However, when we were in Germany, a friend of mine (who is not known for
drinking 'weird' beer) recommended Spezial from Bamberg. Also, Michael
Jackson recommends Schlenkerla in his world guide to beer. So, we
stopped in at Spezial first. I was amazed at how good the beer was.
The smoky flavor was clearly there, but balanced perfectly with a
wonderful malty sweetness. While the smoke was assertive, it wasn't a
sharp, harsh, or chemical-like flavor. I was talking to my table-mates
(who were all local) about America and beer. They asked me how I liked
my beer. I told them that I liked it alot and that I had only had
Rauchbier once before I came to Bamberg and that it had been Kaiserdom.
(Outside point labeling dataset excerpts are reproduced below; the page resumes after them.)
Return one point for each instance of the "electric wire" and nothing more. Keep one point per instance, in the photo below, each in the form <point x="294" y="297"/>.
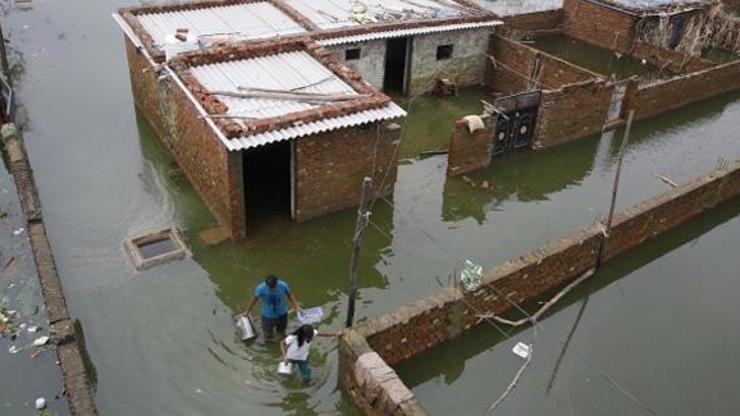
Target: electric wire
<point x="518" y="307"/>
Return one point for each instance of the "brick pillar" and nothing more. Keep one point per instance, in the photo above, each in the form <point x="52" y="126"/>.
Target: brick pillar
<point x="470" y="151"/>
<point x="237" y="207"/>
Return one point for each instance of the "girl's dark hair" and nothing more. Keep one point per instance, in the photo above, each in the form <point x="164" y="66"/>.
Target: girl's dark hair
<point x="304" y="334"/>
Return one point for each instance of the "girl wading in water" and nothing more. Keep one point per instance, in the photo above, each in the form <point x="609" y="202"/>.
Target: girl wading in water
<point x="296" y="346"/>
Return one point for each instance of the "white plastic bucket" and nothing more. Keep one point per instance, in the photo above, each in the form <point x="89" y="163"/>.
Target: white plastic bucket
<point x="244" y="323"/>
<point x="285" y="368"/>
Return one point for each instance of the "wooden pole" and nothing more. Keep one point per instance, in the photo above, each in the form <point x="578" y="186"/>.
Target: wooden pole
<point x="363" y="216"/>
<point x="615" y="189"/>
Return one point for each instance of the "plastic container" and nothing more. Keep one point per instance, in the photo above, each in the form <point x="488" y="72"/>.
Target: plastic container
<point x="246" y="328"/>
<point x="310" y="315"/>
<point x="285" y="368"/>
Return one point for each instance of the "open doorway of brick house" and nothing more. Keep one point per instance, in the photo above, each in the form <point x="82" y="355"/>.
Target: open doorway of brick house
<point x="267" y="183"/>
<point x="397" y="62"/>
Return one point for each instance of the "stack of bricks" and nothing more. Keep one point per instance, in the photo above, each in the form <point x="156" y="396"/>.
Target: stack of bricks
<point x="422" y="324"/>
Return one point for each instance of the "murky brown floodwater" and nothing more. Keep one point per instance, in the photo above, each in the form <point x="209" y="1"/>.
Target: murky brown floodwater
<point x="162" y="340"/>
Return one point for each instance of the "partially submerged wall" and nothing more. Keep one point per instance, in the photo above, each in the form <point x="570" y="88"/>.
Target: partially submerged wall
<point x="465" y="67"/>
<point x="329" y="167"/>
<point x="422" y="324"/>
<point x="666" y="95"/>
<point x="214" y="172"/>
<point x="513" y="68"/>
<point x="471" y="150"/>
<point x="572" y="112"/>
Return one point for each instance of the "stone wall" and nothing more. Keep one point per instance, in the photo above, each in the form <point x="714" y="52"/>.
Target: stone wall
<point x="674" y="61"/>
<point x="662" y="96"/>
<point x="371" y="63"/>
<point x="514" y="63"/>
<point x="572" y="112"/>
<point x="470" y="151"/>
<point x="422" y="324"/>
<point x="598" y="25"/>
<point x="213" y="171"/>
<point x="466" y="67"/>
<point x="329" y="167"/>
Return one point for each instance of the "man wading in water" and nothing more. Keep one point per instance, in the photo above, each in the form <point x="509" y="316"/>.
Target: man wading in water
<point x="273" y="293"/>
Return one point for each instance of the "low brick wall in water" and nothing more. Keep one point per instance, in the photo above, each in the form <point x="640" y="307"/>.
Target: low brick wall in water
<point x="441" y="317"/>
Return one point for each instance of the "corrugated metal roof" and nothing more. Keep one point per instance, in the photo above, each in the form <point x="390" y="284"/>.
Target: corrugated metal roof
<point x="406" y="32"/>
<point x="296" y="71"/>
<point x="242" y="21"/>
<point x="388" y="112"/>
<point x="333" y="14"/>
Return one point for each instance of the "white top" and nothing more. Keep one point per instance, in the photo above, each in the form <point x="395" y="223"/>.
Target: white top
<point x="294" y="351"/>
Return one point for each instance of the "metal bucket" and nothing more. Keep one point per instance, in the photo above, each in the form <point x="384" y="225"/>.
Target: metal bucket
<point x="246" y="328"/>
<point x="285" y="368"/>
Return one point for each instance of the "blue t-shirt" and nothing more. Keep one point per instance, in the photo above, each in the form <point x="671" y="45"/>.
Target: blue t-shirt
<point x="273" y="301"/>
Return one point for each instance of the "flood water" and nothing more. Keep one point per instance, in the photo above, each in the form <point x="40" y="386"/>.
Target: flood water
<point x="659" y="322"/>
<point x="163" y="342"/>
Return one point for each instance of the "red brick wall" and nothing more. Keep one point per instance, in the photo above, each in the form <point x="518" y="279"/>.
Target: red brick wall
<point x="470" y="151"/>
<point x="598" y="25"/>
<point x="213" y="171"/>
<point x="675" y="61"/>
<point x="573" y="112"/>
<point x="329" y="167"/>
<point x="514" y="63"/>
<point x="425" y="323"/>
<point x="663" y="96"/>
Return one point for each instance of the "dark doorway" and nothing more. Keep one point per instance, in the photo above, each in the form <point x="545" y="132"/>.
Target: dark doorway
<point x="267" y="182"/>
<point x="396" y="65"/>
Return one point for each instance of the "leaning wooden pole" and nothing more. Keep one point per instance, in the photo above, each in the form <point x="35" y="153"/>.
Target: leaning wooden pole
<point x="615" y="188"/>
<point x="363" y="216"/>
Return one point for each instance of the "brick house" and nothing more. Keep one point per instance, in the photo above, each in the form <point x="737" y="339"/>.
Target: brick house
<point x="278" y="126"/>
<point x="619" y="24"/>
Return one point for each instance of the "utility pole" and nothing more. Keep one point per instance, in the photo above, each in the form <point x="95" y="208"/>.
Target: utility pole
<point x="363" y="216"/>
<point x="615" y="189"/>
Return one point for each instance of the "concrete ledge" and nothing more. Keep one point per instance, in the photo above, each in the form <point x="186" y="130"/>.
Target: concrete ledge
<point x="76" y="379"/>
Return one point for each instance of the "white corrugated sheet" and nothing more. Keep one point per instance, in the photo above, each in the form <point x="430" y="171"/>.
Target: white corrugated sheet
<point x="241" y="21"/>
<point x="333" y="14"/>
<point x="297" y="71"/>
<point x="406" y="32"/>
<point x="388" y="112"/>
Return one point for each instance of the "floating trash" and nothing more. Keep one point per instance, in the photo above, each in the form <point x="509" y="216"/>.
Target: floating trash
<point x="521" y="349"/>
<point x="40" y="403"/>
<point x="41" y="341"/>
<point x="310" y="315"/>
<point x="471" y="276"/>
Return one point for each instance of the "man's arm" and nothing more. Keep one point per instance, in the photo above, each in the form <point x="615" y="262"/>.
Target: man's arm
<point x="251" y="305"/>
<point x="329" y="334"/>
<point x="294" y="302"/>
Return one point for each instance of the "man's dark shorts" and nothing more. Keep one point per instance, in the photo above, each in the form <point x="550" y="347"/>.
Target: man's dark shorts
<point x="279" y="323"/>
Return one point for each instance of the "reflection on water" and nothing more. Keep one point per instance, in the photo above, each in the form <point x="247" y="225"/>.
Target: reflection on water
<point x="602" y="61"/>
<point x="478" y="365"/>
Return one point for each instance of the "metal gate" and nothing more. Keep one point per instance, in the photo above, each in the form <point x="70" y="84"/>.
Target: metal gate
<point x="517" y="115"/>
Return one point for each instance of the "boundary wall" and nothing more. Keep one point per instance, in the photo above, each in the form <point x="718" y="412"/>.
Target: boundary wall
<point x="441" y="317"/>
<point x="666" y="95"/>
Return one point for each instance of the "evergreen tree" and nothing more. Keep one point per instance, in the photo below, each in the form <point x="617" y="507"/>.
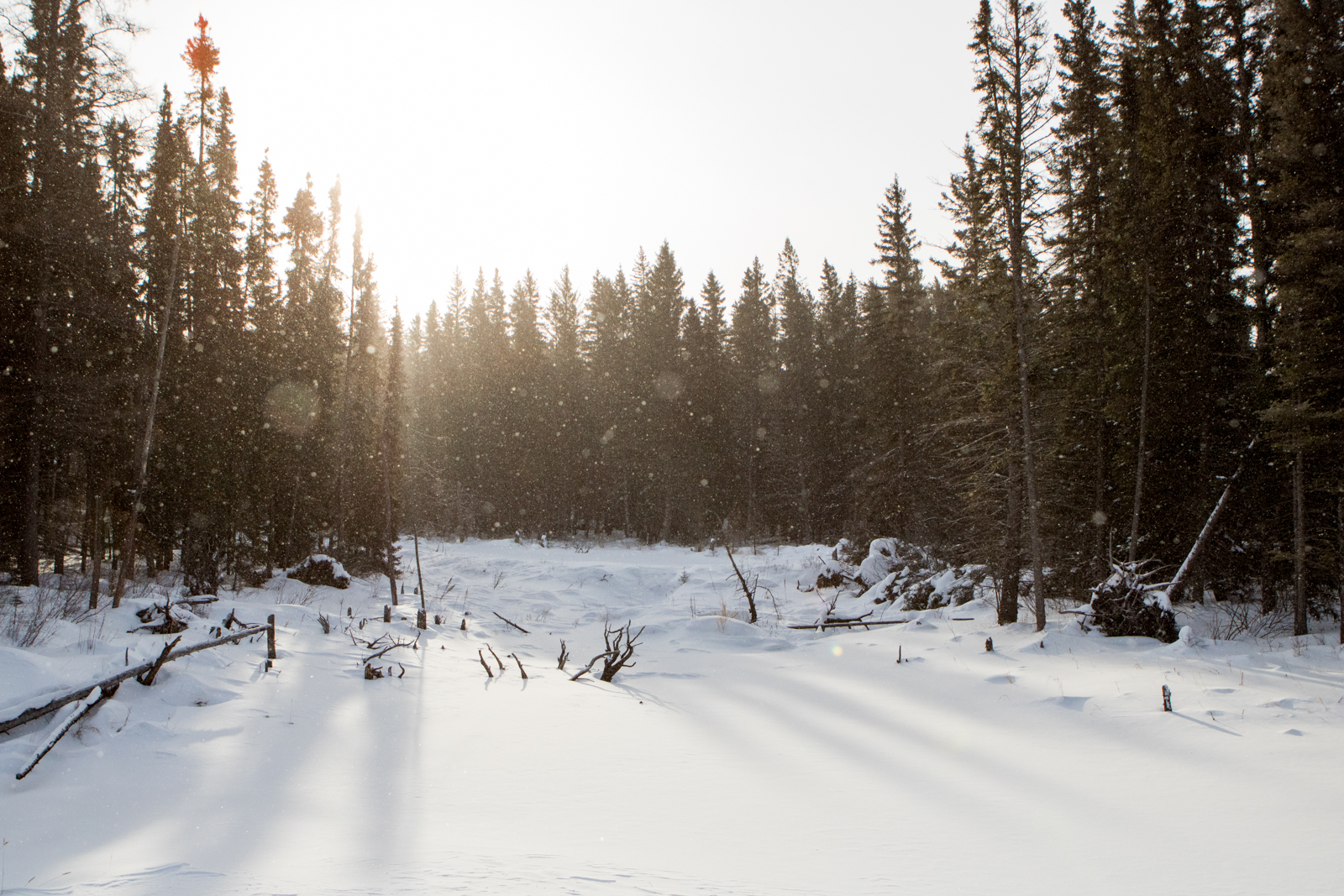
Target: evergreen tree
<point x="1304" y="82"/>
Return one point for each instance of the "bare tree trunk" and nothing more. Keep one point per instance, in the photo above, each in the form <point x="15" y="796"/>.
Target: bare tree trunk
<point x="1142" y="417"/>
<point x="1339" y="555"/>
<point x="418" y="575"/>
<point x="387" y="527"/>
<point x="1299" y="546"/>
<point x="1011" y="563"/>
<point x="344" y="423"/>
<point x="1193" y="559"/>
<point x="96" y="548"/>
<point x="128" y="553"/>
<point x="1038" y="567"/>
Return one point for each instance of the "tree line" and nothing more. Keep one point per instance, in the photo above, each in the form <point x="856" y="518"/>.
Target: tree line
<point x="1142" y="296"/>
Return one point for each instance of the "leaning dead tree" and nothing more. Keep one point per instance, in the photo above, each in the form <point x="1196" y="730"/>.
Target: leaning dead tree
<point x="620" y="651"/>
<point x="1178" y="584"/>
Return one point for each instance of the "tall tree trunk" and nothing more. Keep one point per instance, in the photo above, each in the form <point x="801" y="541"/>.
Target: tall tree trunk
<point x="387" y="526"/>
<point x="1299" y="546"/>
<point x="1028" y="454"/>
<point x="1011" y="562"/>
<point x="96" y="548"/>
<point x="1142" y="417"/>
<point x="128" y="553"/>
<point x="1339" y="553"/>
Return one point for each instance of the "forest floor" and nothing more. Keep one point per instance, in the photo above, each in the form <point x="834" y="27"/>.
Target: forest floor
<point x="732" y="759"/>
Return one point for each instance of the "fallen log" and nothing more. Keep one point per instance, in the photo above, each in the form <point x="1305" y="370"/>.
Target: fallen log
<point x="29" y="715"/>
<point x="81" y="708"/>
<point x="851" y="625"/>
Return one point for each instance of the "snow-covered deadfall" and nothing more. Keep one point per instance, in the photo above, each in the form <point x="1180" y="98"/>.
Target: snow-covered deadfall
<point x="729" y="759"/>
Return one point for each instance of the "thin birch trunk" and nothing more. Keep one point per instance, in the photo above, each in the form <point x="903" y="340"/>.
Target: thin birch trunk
<point x="1299" y="546"/>
<point x="128" y="553"/>
<point x="1142" y="417"/>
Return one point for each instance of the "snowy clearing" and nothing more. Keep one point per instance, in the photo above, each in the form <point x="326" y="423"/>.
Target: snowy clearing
<point x="732" y="759"/>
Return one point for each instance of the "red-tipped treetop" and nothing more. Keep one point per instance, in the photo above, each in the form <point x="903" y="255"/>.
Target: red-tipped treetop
<point x="202" y="54"/>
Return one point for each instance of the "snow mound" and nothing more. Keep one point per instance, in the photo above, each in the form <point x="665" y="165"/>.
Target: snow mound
<point x="320" y="570"/>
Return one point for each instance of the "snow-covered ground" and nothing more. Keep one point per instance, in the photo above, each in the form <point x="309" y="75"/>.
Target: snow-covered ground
<point x="732" y="759"/>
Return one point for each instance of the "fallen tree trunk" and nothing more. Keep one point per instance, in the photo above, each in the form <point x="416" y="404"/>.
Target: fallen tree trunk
<point x="1175" y="587"/>
<point x="29" y="715"/>
<point x="81" y="708"/>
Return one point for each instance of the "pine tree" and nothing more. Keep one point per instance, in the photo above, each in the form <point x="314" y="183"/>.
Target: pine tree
<point x="895" y="493"/>
<point x="1012" y="81"/>
<point x="1303" y="83"/>
<point x="752" y="344"/>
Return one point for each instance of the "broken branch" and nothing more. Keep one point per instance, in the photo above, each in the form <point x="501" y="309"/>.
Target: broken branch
<point x="514" y="624"/>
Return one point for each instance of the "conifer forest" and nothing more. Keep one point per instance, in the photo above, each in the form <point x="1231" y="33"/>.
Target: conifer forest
<point x="1142" y="300"/>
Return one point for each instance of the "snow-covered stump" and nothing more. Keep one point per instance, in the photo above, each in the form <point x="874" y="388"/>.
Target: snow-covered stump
<point x="320" y="570"/>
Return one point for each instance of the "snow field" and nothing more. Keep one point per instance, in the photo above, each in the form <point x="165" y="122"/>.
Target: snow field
<point x="732" y="759"/>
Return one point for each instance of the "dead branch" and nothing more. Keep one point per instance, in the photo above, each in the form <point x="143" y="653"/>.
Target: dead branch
<point x="620" y="649"/>
<point x="588" y="668"/>
<point x="618" y="656"/>
<point x="514" y="624"/>
<point x="851" y="625"/>
<point x="743" y="580"/>
<point x="391" y="647"/>
<point x="29" y="715"/>
<point x="148" y="679"/>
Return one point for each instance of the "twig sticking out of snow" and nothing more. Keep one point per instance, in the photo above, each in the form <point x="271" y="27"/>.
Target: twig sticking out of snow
<point x="148" y="679"/>
<point x="514" y="624"/>
<point x="81" y="708"/>
<point x="746" y="590"/>
<point x="617" y="654"/>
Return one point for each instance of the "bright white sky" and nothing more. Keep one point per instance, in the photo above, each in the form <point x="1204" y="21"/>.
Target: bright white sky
<point x="537" y="134"/>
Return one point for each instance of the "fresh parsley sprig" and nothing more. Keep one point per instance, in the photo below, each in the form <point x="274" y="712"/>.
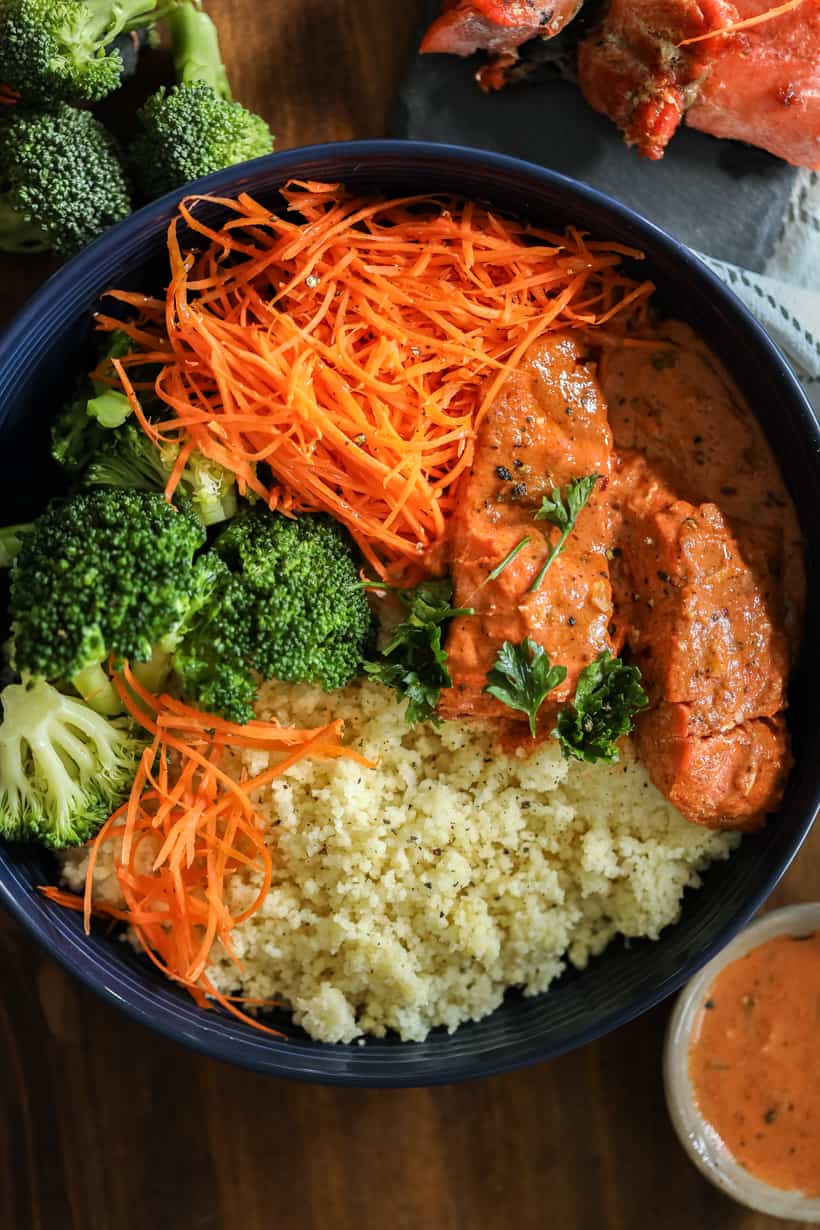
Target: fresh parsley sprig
<point x="508" y="559"/>
<point x="607" y="696"/>
<point x="521" y="677"/>
<point x="414" y="662"/>
<point x="561" y="508"/>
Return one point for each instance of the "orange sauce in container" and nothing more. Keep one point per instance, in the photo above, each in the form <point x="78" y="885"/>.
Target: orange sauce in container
<point x="755" y="1062"/>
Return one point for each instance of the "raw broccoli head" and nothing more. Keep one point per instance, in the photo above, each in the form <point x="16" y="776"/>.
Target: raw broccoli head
<point x="60" y="181"/>
<point x="193" y="128"/>
<point x="289" y="607"/>
<point x="106" y="572"/>
<point x="59" y="49"/>
<point x="189" y="132"/>
<point x="63" y="768"/>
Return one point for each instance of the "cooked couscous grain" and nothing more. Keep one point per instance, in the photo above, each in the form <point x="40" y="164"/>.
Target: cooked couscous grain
<point x="413" y="894"/>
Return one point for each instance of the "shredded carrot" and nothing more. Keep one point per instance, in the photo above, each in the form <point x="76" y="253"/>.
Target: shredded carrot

Before I could say that I hadn't cared for the Kaiserdom, my table-mates
spit on the floor and told me, "Peh!! That is awful beer. No, Spezial
is the real Rauchbier." Then they leaned forward to impart a great
secret: that the *best* Rauchbier is Schlenkerla. They proceeded to
draw me a map to get to the place. One fellow explained that I would
have to have 3 beers when I went there. He said I might find the first
one a little bit strong. He wasn't able to tell me if it was strong
with smoke or alcohol. Anyway, by the time I finished the first one,
I'd be accustomed to the beer and be ready to have a second, where I
could really appreciate the taste. I asked him why I should drink a
third. He lookedd at me as if I were crazy, "Because it is so good, of
course."
We made it to Schlenkerla the next day. This beer was also very malty.
The smoke flavor was slightly heavier and the beer was more alcoholic.
I liked it from the first sip (no need to get acclimated), but my wife
preferred the Spezial because it was mellower.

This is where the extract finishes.